You have to consider taxes if you’re shooting for yield. Munis are a popular option, depending on your tax bracket. Just watch out for excess duration (or too much credit risk - I.e. low bond ratings), which means you don’t want to get burned if interest rates started hacking up.

You can also consider an immediate annuity, with your relative as the joint life. This is the simplest form of what you need, but without necessarily the efficient ability to pull out large lump sums. There are also bells and whistles that can make things complicated, which is why you might want to talk to a fee-based financial advisor. But it is one of the simplest options if you don’t want to learn a ton about investing.

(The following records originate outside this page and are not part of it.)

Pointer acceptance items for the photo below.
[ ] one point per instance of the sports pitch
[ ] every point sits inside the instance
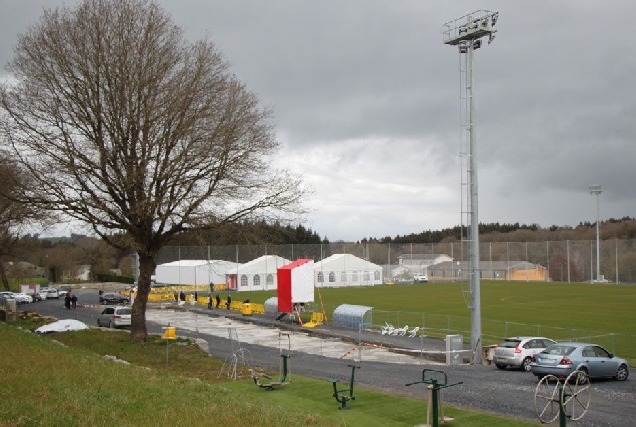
(600, 313)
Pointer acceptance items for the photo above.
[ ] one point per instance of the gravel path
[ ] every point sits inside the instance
(484, 388)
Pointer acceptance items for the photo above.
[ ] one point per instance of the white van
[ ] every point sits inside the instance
(420, 278)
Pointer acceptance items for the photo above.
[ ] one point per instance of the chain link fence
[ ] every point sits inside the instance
(562, 261)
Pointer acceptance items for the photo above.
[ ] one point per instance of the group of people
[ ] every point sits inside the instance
(70, 301)
(217, 300)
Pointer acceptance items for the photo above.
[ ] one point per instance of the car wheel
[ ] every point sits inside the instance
(581, 378)
(622, 373)
(525, 365)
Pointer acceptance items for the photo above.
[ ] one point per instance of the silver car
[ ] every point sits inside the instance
(517, 352)
(593, 360)
(115, 317)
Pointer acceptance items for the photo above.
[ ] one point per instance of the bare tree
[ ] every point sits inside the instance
(126, 126)
(15, 217)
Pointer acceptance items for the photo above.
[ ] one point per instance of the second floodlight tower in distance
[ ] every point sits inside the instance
(467, 33)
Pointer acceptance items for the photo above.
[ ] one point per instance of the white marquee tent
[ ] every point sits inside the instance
(341, 270)
(257, 275)
(193, 272)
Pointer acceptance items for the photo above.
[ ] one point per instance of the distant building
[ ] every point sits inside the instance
(410, 264)
(79, 272)
(490, 270)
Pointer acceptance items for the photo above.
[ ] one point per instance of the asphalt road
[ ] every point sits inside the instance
(483, 388)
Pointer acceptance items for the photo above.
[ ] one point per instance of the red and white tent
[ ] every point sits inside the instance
(295, 284)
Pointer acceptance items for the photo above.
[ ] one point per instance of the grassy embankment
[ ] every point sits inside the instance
(45, 383)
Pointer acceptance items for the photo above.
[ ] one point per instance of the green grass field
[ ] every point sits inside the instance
(601, 313)
(63, 379)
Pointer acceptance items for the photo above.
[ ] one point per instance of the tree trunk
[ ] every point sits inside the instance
(3, 276)
(138, 330)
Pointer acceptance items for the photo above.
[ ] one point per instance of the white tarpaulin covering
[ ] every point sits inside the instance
(346, 270)
(62, 326)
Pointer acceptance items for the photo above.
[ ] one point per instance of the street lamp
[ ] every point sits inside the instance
(597, 190)
(466, 33)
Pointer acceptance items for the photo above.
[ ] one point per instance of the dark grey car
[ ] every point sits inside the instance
(113, 298)
(593, 360)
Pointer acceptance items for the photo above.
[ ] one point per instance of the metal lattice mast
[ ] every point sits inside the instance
(466, 33)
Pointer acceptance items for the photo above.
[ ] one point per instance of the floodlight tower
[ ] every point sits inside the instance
(597, 190)
(466, 33)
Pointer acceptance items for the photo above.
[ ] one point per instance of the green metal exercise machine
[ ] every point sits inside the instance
(567, 399)
(434, 396)
(344, 395)
(256, 376)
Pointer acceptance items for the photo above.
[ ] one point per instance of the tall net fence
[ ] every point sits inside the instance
(563, 261)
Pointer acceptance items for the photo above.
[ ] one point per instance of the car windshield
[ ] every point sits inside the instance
(559, 350)
(509, 343)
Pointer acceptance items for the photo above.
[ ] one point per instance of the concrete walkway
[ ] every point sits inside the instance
(325, 340)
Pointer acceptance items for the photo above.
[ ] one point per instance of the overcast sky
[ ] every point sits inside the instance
(366, 104)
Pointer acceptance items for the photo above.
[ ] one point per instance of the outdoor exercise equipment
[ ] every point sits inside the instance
(435, 386)
(568, 399)
(237, 359)
(256, 376)
(284, 366)
(344, 395)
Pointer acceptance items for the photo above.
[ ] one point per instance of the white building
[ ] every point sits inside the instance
(260, 274)
(193, 272)
(346, 270)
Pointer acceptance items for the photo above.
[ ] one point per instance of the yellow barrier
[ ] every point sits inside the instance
(170, 333)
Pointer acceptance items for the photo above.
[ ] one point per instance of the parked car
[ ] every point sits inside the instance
(115, 317)
(21, 298)
(517, 352)
(49, 293)
(421, 278)
(64, 290)
(6, 295)
(113, 298)
(562, 359)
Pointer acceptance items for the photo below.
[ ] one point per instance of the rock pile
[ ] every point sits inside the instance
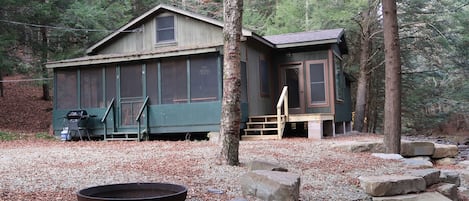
(268, 181)
(422, 181)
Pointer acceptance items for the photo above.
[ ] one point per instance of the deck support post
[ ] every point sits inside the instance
(315, 129)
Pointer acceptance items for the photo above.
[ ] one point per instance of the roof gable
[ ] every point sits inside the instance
(134, 24)
(309, 38)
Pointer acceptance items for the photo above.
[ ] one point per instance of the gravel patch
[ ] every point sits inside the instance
(55, 170)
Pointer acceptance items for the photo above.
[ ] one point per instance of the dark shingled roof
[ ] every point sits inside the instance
(301, 37)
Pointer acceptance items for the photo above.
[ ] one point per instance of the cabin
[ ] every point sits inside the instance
(161, 73)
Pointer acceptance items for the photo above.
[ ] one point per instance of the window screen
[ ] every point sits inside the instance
(204, 78)
(66, 89)
(339, 79)
(173, 81)
(131, 80)
(264, 77)
(110, 83)
(165, 29)
(152, 81)
(317, 84)
(91, 87)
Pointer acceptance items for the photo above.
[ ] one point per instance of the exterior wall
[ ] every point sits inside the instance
(189, 33)
(259, 103)
(163, 118)
(343, 108)
(286, 57)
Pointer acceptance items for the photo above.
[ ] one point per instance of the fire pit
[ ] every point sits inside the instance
(134, 191)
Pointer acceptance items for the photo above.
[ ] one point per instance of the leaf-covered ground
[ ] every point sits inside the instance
(22, 108)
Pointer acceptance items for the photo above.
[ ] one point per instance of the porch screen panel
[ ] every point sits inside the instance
(317, 83)
(91, 87)
(110, 84)
(204, 78)
(339, 78)
(173, 81)
(152, 82)
(292, 77)
(131, 80)
(66, 89)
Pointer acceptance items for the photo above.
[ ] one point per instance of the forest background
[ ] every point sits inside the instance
(434, 41)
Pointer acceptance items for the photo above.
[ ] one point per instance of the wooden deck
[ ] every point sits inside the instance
(266, 127)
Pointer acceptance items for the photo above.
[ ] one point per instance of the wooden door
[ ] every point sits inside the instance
(293, 77)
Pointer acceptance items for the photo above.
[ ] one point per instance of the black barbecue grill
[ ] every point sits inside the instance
(75, 123)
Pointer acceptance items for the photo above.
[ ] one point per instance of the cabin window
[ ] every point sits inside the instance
(339, 79)
(131, 81)
(152, 82)
(317, 85)
(91, 87)
(66, 89)
(174, 81)
(203, 78)
(264, 77)
(110, 83)
(165, 29)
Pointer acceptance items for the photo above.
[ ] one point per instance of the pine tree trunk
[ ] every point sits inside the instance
(231, 112)
(392, 103)
(362, 87)
(44, 49)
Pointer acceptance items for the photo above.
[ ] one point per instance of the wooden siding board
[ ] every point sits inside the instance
(189, 33)
(344, 108)
(258, 104)
(185, 114)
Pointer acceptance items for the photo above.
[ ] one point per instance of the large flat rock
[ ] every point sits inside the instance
(417, 148)
(450, 176)
(390, 185)
(427, 196)
(271, 185)
(431, 176)
(445, 150)
(417, 163)
(362, 146)
(264, 165)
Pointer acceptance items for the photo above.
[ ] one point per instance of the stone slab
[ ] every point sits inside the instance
(427, 196)
(449, 176)
(417, 163)
(431, 176)
(390, 185)
(417, 148)
(445, 150)
(387, 156)
(264, 165)
(271, 185)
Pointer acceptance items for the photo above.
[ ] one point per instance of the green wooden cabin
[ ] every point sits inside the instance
(162, 73)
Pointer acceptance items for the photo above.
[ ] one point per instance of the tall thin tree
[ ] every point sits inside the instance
(392, 103)
(231, 112)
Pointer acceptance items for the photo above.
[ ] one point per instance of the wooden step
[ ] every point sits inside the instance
(122, 139)
(264, 118)
(260, 129)
(122, 136)
(259, 137)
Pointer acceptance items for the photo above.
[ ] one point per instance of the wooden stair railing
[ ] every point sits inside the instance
(110, 108)
(269, 126)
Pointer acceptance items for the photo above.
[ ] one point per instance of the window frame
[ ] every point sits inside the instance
(339, 78)
(167, 42)
(324, 103)
(264, 81)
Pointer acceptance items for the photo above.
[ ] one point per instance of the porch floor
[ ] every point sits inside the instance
(255, 131)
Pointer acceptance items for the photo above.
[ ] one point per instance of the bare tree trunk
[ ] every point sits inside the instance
(392, 103)
(362, 87)
(1, 84)
(231, 112)
(45, 85)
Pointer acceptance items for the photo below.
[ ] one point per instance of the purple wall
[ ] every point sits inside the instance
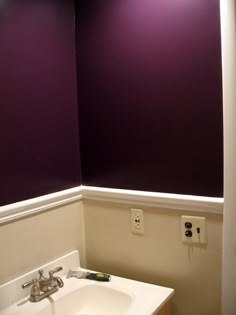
(150, 100)
(38, 99)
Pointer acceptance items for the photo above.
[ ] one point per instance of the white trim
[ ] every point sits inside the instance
(40, 204)
(153, 199)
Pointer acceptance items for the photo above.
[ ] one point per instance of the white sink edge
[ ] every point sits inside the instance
(155, 296)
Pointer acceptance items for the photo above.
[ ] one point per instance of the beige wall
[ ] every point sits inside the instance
(228, 31)
(33, 241)
(159, 256)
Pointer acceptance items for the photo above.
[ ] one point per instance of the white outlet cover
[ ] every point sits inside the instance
(198, 224)
(137, 221)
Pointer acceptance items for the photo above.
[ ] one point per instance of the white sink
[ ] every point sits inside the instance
(120, 296)
(92, 299)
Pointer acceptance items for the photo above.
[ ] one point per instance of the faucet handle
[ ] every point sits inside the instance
(51, 272)
(35, 291)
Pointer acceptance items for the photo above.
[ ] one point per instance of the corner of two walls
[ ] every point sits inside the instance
(159, 256)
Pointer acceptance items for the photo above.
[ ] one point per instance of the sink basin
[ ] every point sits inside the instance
(120, 296)
(90, 300)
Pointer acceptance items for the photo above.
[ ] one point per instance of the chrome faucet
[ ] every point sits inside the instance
(43, 287)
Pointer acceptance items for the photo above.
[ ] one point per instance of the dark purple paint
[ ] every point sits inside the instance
(38, 99)
(150, 100)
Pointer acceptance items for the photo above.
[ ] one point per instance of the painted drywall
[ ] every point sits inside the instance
(38, 94)
(31, 242)
(158, 256)
(228, 24)
(150, 95)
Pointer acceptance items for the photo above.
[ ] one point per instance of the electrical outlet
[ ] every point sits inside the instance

Again, I’m not a financial advisor, and I’m not providing you any advice that should be deemed as such.
posted by ccl6yl at 9:13 PM on October 11, 2019


So your main goal is to withdraw $500/month for life (adjusted for inflation). You can do that. The safest way, I think, would be to invest in an inflation-adjusted security - Ibonds and TIPs. Without a return over inflation, you can still withdraw $500/month (increasing withdrawal for inflation) for 25 years.

So if $500/month is enough to cover current expenses and save for lumpy ones (moving, medical, etc) those are the safest way to do so. If you didn't NEED the $500/month, but it was only used for luxuries, I would recommend a conserve/early target date fund at Vanguard or Fidelity, as a way to easily get a potentially greater return for only slightly more risk.

If you aren't already, you should be transferring the max from these savings to a Roth IRA (currently $6,000/year) if you make under the maximum income. It's an automatic tax savings, you can withdraw principal at any time, and you can even withdraw earnings for college/first-time home purchase/high medical expenses/disability.